Reputation: 808
I am trying to remove the following from my string:
string:
Snowden (left), whose whereabouts remain unknown, made the extraordinary claim as his father, Lon (right), told US television he intended to travel
I am using the following regex: ([(].*[)])
, but it's matching:
(left), whose whereabouts remain unknown, made the extraordinary claim as his father, Lon (right)
Which makes sense, but isn't what I want.
What can I do to solve this? Does it have something to do with greedy or lazy?
EDIT:
I am using Python:
paren = re.findall(ur'([(\u0028][^)\u0029]*[)\u0029])', text, re.UNICODE)
if paren is not None:
text = re.sub(s, '', text)
This leads to the following output:
Snowden (), whose whereabouts remain unknown, made the extraordinary claim as his father, Lon (), told US television he intended to travel
However, when I print paren.group(0) I get "(left)", meaning the parentheses are included, why is this?
Thanks.
Upvotes: 0
Views: 5145
Reputation: 3631
It's a matter of style, but I prefer [(]
to \(
so I would use ([(][^)]*[)])
You haven't specified which language you are using. If it is Perl I would use the /x qualified to allow me to add spacing for clarity
/ ( [(] [^)]* [)] ) /x
Upvotes: 0
Reputation: 35404
As pguardiario mentioned (who I upvoted), you don't need a character class, just escape the parenthesis.

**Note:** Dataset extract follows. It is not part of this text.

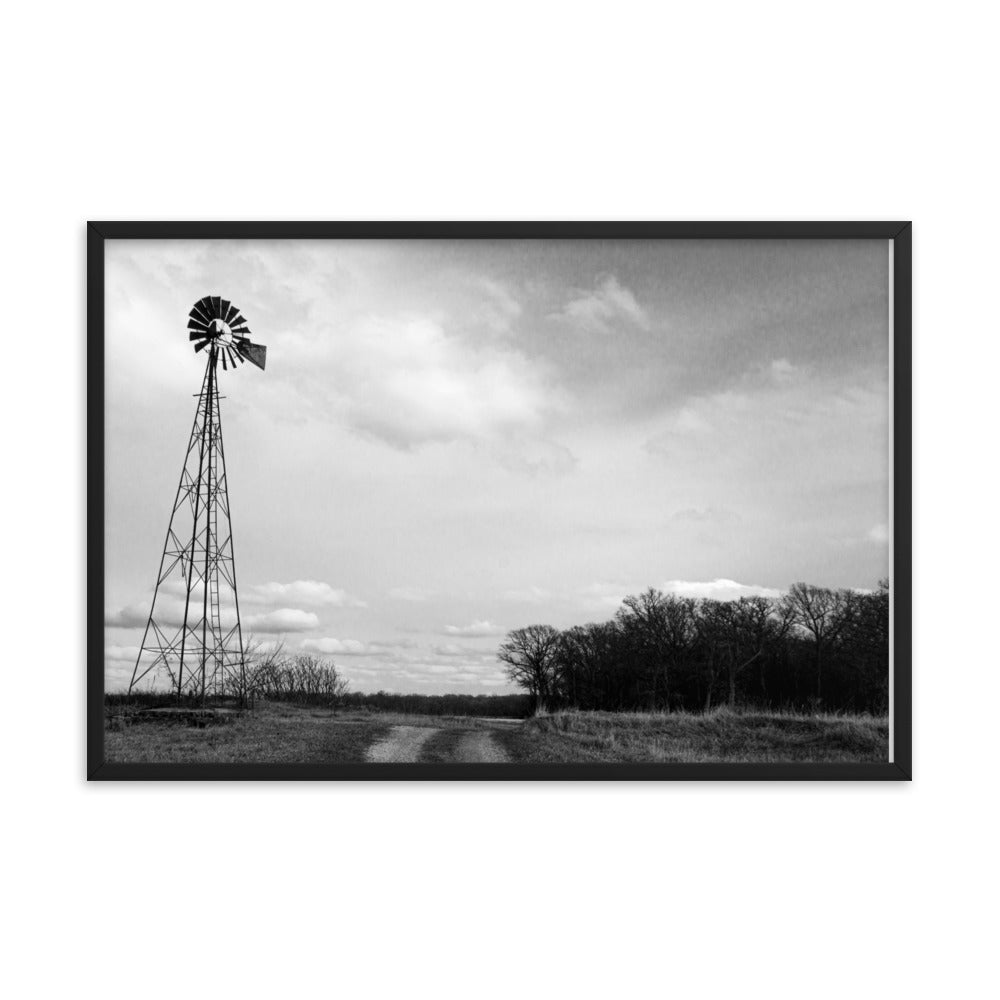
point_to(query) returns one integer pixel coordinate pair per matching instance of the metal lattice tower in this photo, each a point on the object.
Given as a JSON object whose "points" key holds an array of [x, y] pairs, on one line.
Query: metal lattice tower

His solution will work, with one caveat: if the text within parenthesis is hard-wrapped, the .
won't capture \n
. You need a character class for that.
My proposed solution:
\([^)]*\)
This escapes the parenthesis on either end, and will always capture whatever is within the parenthesis (unless it contains another parenthetical clause, of course).
Upvotes: 0
Reputation: 55002
Second, use .*? for non-greedy match
/\(.*?\)/
Upvotes: 1
Reputation: 1927
Use the negation: ([(][^)]*[)])
. This will match the opening (
, then any number of characters which are not a closing )
, then the closing )
.
You can negate any character or set of characters in this way. To match a literal ^
caret, you can put it outside the []
character set or put it anywhere after the first character, like so: [a^bc]
. It is always a good idea to read the rules of the regular expression language you are working in to know exactly what is possible and the correct syntax.

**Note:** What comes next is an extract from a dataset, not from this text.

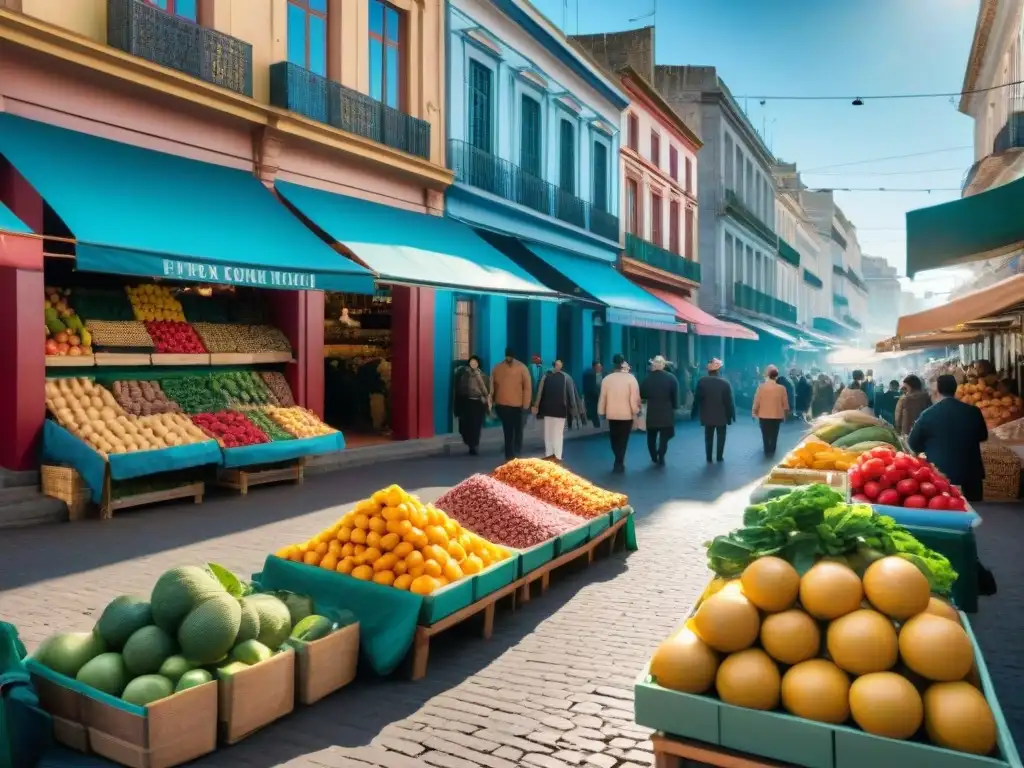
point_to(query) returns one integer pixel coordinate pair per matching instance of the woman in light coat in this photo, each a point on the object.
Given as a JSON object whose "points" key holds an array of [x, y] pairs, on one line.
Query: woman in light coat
{"points": [[771, 403]]}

Being greedy or lazy is one rule that might not be implemented the same (if at all) in all regular expression implementations. Better to explicitly say what you want to find than to depend on a rule that is difficult to understand and debug (sometimes).
Upvotes: 5
Reputation: 4373
Restrict the .* to match only things that aren't parentheses:
([(][^()]*[)])
Upvotes: 1